Ya sólo quedaban dos soldados. Marek, aún maniatado, retrocedía y esquivaba los golpes de uno de ellos. El otro soldado permanecía junto al cabrestante, con la espada desenvainada, preparado para luchar. Chris lo atacó, y el soldado paró fácilmente el golpe. Entonces Marek, retrocediendo en círculo, golpeó al soldado, que se volvió hacia él.

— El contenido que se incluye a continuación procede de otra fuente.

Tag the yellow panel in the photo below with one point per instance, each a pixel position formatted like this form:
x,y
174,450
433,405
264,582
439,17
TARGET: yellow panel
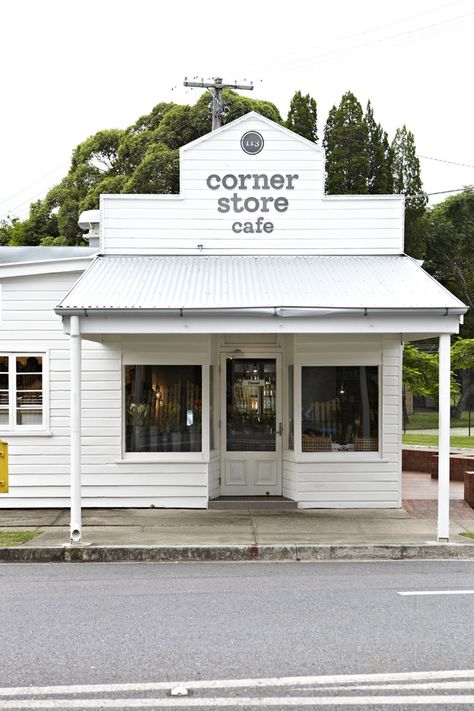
x,y
3,467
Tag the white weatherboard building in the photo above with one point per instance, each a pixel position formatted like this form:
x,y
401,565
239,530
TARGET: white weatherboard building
x,y
242,338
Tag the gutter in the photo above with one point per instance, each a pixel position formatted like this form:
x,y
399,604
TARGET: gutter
x,y
277,311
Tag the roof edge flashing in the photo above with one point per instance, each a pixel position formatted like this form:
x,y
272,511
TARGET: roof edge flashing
x,y
275,311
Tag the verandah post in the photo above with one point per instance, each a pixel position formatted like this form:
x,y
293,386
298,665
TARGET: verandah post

—¡Ahora! —gritó Marek, y Chris clavó la espada.

El soldado se vino abajo.

El cabrestante seguía girando. Chris agarró la manivela, pero tuvo que soltarla y saltar atrás para esquivar un golpe del cuarto soldado. La jaula continuó descendiendo. Chris reculó. Marek le tendió a Chris las muñecas atadas, pero Chris dudaba que fuera capaz de dar un corte tan preciso con la espada.

—¡Hazlo! —ordenó Marek.

Chris obedeció, y libró a Marek de sus ataduras. Al instante, el cuarto soldado se abalanzó hacia Chris. El soldado peleaba con la rabia de un hombre acorralado. Chris recibió una herida en el antebrazo mientras retrocedía. Advirtió que estaba en apuros, pero de pronto su atacante bajó la vista horrorizado, mirando la punta de una espada que sobresalía de su abdomen. El soldado se desplomó, y Chris vio que Marek empuñaba la espada.

Chris corrió hacia el cabrestante. Sujetó la manivela y consiguió detener el descenso. Mirando al pozo, vio que la jaula se había sumergido ya en el agua untuosa, y el profesor apenas asomaba la cabeza sobre la superficie.